The FTSE 100 has pushed downward in recent weeks after Liz Truss and Kwasi Kwarteng took their positions at numbers 10 and 11 Downing Street, respectively. One stock that has suffered is AstraZeneca (LSE:AZN), which is constantly swapping places with Shell for the crown of the most valuable company on the FTSE 100.
AstraZeneca shares were rising, reaching a 52-week high of 11,540p on August 25, but have slipped 13% since. Despite falling in recent months, the stock is still up 12% over the year.
Looking cheap?
It’s currently trading with a price-to-earnings (P/E) ratio of around 17. That’s more than the FTSE 100 average, but isn’t expensive for the sector. The average P/E ratio for the trailing 12 months (TTM) is 25. In that respect, AstraZeneca looks inexpensive.
The current discount versus the summer also suggests there might be some headroom for share price growth as conditions in the market have not deteriorated. The stock crossed 10,000p in March and, with one exception, this is the first time the share price has fallen below that benchmark in the last six months.
A positive outlook
AstraZeneca has one of the best pipelines in the industry, with 184 projects in development right now.
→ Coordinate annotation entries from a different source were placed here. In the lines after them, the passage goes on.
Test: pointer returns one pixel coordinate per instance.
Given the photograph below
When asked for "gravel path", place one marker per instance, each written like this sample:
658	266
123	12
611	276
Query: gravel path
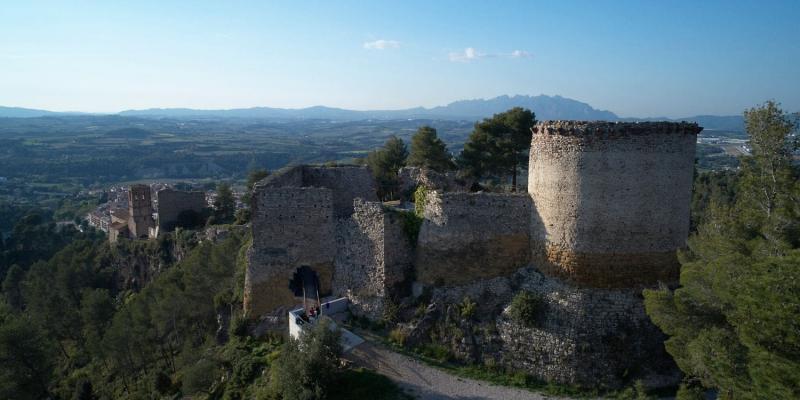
429	383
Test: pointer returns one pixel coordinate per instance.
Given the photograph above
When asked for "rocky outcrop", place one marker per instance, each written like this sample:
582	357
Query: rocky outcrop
580	336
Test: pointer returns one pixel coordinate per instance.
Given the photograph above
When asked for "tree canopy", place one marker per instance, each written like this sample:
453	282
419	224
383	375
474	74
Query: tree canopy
498	145
385	163
734	324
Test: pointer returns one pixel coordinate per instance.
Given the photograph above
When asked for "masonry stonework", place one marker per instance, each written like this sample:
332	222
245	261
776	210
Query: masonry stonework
373	260
471	236
171	203
296	215
607	208
292	227
611	200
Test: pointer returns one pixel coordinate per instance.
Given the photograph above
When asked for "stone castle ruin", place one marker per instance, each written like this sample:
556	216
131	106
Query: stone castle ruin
606	209
138	222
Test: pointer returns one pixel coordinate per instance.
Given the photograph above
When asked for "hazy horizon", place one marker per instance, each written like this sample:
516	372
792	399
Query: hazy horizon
634	59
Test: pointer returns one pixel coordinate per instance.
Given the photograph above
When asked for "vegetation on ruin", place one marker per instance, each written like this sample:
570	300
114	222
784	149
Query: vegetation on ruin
499	145
429	151
385	163
68	330
734	323
525	308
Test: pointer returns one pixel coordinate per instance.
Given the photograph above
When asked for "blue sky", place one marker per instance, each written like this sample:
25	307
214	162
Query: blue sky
636	58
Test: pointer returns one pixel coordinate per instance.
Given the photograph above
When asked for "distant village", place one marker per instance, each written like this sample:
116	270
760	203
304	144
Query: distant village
145	211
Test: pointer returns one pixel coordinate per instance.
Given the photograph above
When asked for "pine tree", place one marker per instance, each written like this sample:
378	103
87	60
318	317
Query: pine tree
385	163
498	145
428	151
734	324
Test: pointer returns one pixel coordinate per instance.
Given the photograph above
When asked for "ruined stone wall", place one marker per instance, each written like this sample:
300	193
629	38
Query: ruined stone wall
374	257
291	176
611	200
579	336
347	182
412	177
172	203
471	236
292	226
140	211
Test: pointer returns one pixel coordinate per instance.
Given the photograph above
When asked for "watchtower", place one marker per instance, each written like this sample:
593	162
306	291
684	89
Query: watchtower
140	211
611	200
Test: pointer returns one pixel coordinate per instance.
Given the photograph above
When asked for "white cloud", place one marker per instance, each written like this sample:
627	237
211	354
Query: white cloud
520	54
469	54
381	44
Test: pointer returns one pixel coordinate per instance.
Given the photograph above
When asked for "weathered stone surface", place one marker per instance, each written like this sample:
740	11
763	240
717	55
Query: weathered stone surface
305	216
611	199
471	236
582	336
346	182
373	258
292	227
171	203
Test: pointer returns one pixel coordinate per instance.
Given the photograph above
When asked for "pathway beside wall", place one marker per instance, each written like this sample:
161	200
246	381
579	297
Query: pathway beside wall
428	383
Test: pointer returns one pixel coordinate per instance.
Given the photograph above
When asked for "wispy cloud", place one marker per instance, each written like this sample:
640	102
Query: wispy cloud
520	54
471	54
381	44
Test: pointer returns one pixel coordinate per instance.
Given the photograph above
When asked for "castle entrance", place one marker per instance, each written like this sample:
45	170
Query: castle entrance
305	284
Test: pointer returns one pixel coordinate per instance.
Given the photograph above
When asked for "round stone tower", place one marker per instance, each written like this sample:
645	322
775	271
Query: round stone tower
611	200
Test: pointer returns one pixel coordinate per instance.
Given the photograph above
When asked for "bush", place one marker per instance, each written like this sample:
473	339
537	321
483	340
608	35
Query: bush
411	224
305	368
436	351
525	308
420	197
468	308
637	392
690	392
199	377
398	336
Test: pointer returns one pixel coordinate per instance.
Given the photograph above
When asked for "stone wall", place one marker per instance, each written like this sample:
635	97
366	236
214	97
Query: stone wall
298	214
347	182
140	211
412	177
611	200
471	236
292	227
373	260
580	336
171	203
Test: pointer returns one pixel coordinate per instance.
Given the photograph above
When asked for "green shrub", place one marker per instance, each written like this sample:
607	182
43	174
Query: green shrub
420	197
525	308
637	392
468	308
198	377
411	224
435	351
306	368
690	392
398	336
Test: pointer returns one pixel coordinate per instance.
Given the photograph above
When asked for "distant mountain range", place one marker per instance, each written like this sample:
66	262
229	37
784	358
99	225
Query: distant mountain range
545	107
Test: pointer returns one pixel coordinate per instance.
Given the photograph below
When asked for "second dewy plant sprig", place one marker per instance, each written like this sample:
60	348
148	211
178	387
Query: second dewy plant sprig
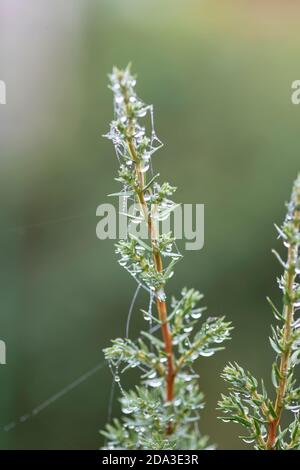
248	402
162	412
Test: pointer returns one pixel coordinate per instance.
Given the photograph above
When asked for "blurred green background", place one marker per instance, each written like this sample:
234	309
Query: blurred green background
219	74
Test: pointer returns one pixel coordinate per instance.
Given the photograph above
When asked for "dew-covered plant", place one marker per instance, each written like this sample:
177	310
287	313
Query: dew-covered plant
248	403
162	412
By comparison, Pfizer only has 104.
However, it’s worth noting that its pipeline is dominated by label expansion developments for already approved drugs, as opposed to entirely new opportunities. Despite this, it is still a very impressive pipeline and it’s good to see the company so actively exploring growth opportunities.
AstraZeneca, arguably the crown jewel of the index, has also been active in acquisitions. The purchase of Alexion for $39bn also adds to the company’s growth potential, opening up new opportunities in medicines for rare diseases.
The Anglo-Swedish group also recently acquired US-based LogicBio Therapeutics, paying a sizeable 660% premium for the genome editing company. While expensive, it’s good to see the firm moving into new areas — and gene editing is among the most promising.
Benefitting from a weak pound
Revenue in H1 was geographically varied. Some 38% came from the US, 28% from emerging markets, 20% from Europe, and 14% from the rest of the world. And with the pound down considerably against the dollar this year, this is an area in which the pharma and biotech giant could really benefit as USD earnings will be inflated when converted back into GBP.
In fact, the pound is the worst performing currency in the G7 this year. So earnings in an array of international currencies will be inflated when converted back into pounds. Naturally, this could also mean paying more for foreign-derived inputs.
However, on the whole, I’m pretty bullish on AstraZeneca and see the current dip as a good buying opportunity. As a result, I’m looking to add this stock to my portfolio.